The chairman, B. Ramalinga Raju, resigned on Wednesday (6th of January 2009) after revealing that he had systematically falsified accounts as the company expanded from a small firm to a large MNC.
Mr. Raju said that 50.4 billion rupees of the 53.6 billion rupees in cash and bank loans the company listed as assets for its second quarter were nonexistent. Revenue for the quarter was 20 percent lower than the 27 billion rupees and the company’s operating margin was a fraction of what was declared.
Mr. Raju said he sincerely apologized to shareholders and employees and asked them to stand by the company. “I am now prepared to subject myself to the laws of the land and face consequences thereof”, he said.
In the four-and-a-half page letter distributed by the Bombay stock exchange, Mr. Raju described a small discrepancy that grew beyond his control.
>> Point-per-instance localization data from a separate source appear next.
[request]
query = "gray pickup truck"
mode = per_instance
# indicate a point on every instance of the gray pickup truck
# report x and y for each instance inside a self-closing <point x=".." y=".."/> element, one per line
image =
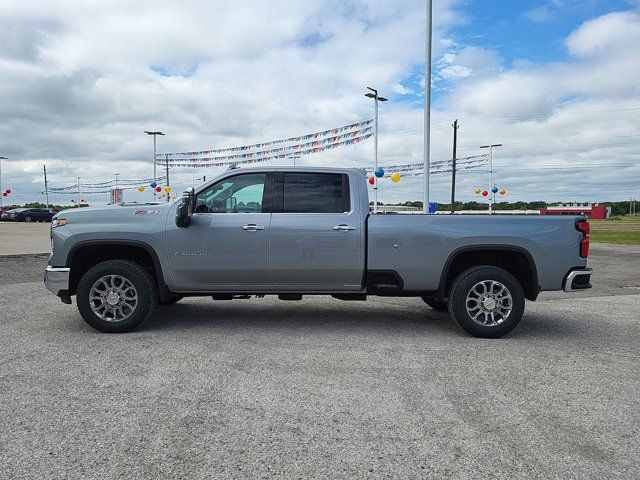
<point x="308" y="231"/>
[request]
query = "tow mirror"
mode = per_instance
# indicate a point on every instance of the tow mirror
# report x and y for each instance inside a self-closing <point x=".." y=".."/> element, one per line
<point x="185" y="209"/>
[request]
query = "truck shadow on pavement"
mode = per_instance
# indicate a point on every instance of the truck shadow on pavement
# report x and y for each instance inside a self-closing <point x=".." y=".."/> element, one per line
<point x="340" y="317"/>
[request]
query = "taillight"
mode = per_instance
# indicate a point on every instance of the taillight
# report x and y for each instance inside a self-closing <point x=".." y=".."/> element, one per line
<point x="584" y="227"/>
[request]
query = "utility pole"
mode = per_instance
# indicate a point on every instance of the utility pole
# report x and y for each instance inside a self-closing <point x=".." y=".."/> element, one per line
<point x="166" y="163"/>
<point x="1" y="191"/>
<point x="427" y="105"/>
<point x="376" y="99"/>
<point x="491" y="184"/>
<point x="453" y="166"/>
<point x="155" y="134"/>
<point x="46" y="185"/>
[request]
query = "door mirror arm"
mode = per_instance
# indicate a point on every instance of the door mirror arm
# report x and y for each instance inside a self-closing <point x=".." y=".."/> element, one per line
<point x="185" y="209"/>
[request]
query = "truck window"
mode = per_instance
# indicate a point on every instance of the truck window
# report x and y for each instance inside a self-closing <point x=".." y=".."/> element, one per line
<point x="238" y="194"/>
<point x="316" y="193"/>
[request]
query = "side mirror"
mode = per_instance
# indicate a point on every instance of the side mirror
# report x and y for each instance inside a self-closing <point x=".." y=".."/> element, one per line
<point x="185" y="210"/>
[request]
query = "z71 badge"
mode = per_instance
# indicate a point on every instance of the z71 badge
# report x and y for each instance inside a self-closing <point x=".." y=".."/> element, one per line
<point x="145" y="212"/>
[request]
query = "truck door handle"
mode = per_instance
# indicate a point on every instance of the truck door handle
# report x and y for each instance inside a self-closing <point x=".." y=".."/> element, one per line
<point x="252" y="227"/>
<point x="343" y="228"/>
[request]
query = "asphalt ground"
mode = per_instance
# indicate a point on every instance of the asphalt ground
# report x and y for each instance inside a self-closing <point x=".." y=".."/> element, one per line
<point x="320" y="388"/>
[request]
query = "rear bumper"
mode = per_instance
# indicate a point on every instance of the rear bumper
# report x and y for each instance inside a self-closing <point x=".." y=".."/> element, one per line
<point x="578" y="279"/>
<point x="56" y="279"/>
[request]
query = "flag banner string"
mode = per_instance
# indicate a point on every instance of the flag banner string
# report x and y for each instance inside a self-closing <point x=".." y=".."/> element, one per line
<point x="438" y="166"/>
<point x="291" y="149"/>
<point x="110" y="183"/>
<point x="320" y="148"/>
<point x="483" y="157"/>
<point x="309" y="136"/>
<point x="417" y="173"/>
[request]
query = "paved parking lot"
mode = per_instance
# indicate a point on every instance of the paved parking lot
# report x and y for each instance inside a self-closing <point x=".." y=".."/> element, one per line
<point x="321" y="388"/>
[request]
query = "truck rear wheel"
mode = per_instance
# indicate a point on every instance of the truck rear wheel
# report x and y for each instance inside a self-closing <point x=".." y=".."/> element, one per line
<point x="116" y="296"/>
<point x="487" y="302"/>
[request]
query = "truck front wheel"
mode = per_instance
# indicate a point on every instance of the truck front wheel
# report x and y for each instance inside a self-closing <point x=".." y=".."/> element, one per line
<point x="487" y="302"/>
<point x="116" y="296"/>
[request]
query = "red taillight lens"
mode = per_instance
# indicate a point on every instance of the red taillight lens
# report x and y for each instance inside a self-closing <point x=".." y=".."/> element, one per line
<point x="584" y="227"/>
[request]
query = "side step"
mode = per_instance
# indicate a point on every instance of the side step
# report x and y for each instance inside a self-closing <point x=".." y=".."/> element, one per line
<point x="294" y="297"/>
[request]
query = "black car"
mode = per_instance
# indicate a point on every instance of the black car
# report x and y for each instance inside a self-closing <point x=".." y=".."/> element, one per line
<point x="31" y="215"/>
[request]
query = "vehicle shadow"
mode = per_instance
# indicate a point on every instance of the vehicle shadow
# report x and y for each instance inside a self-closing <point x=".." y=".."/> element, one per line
<point x="249" y="314"/>
<point x="411" y="319"/>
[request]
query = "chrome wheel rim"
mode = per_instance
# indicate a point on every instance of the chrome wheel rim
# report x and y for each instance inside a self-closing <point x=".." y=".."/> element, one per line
<point x="489" y="303"/>
<point x="113" y="298"/>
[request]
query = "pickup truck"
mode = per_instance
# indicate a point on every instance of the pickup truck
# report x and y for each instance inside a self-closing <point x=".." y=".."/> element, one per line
<point x="308" y="231"/>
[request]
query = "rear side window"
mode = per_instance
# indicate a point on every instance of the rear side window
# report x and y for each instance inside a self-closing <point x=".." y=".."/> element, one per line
<point x="316" y="193"/>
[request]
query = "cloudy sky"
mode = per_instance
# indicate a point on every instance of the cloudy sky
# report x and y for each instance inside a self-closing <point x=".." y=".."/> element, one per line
<point x="556" y="81"/>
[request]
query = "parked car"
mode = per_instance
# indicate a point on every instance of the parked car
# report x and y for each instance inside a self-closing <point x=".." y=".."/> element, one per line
<point x="309" y="232"/>
<point x="31" y="215"/>
<point x="5" y="216"/>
“What started as a marginal gap between actual operating profit and the one reflected in the books of accounts continued to grow over the years. It has attained unmanageable proportions as the size of company operations grew,” he wrote.
News of the scandal quickly sent jitters through the Indian stock market, and the benchmark Sensex index fell more than 5 percent. Shares in Satyam fell more than 70 percent.
Satyam trading in the New York Stock Exchange has been suspended indefinitely. The India Stock Exchange has also taken Satyam out of its Nifty Fifty stock index.
Satyam serves as the back office for some of the largest banks, manufacturers, health care and media companies in the world. Clients included General Electric, General Motors, Nestlé and the United States government. The revelations could cause a major shake-up in India’s enormous outsourcing industry and may force many large companies to investigate and perhaps revamp their back offices. It also spreads doubts over accounting standards in India as a whole.
The FIFA (Soccer) World Cups in South Africa in 2010 and 2014 in Brazil may need a new “official IT services provider as Satyam might not be able to meet its commitments.
The London-based World Council on Corporate Governance revoked the “Golden Peacock Global Award for Corporate Governance” it awarded the company in September.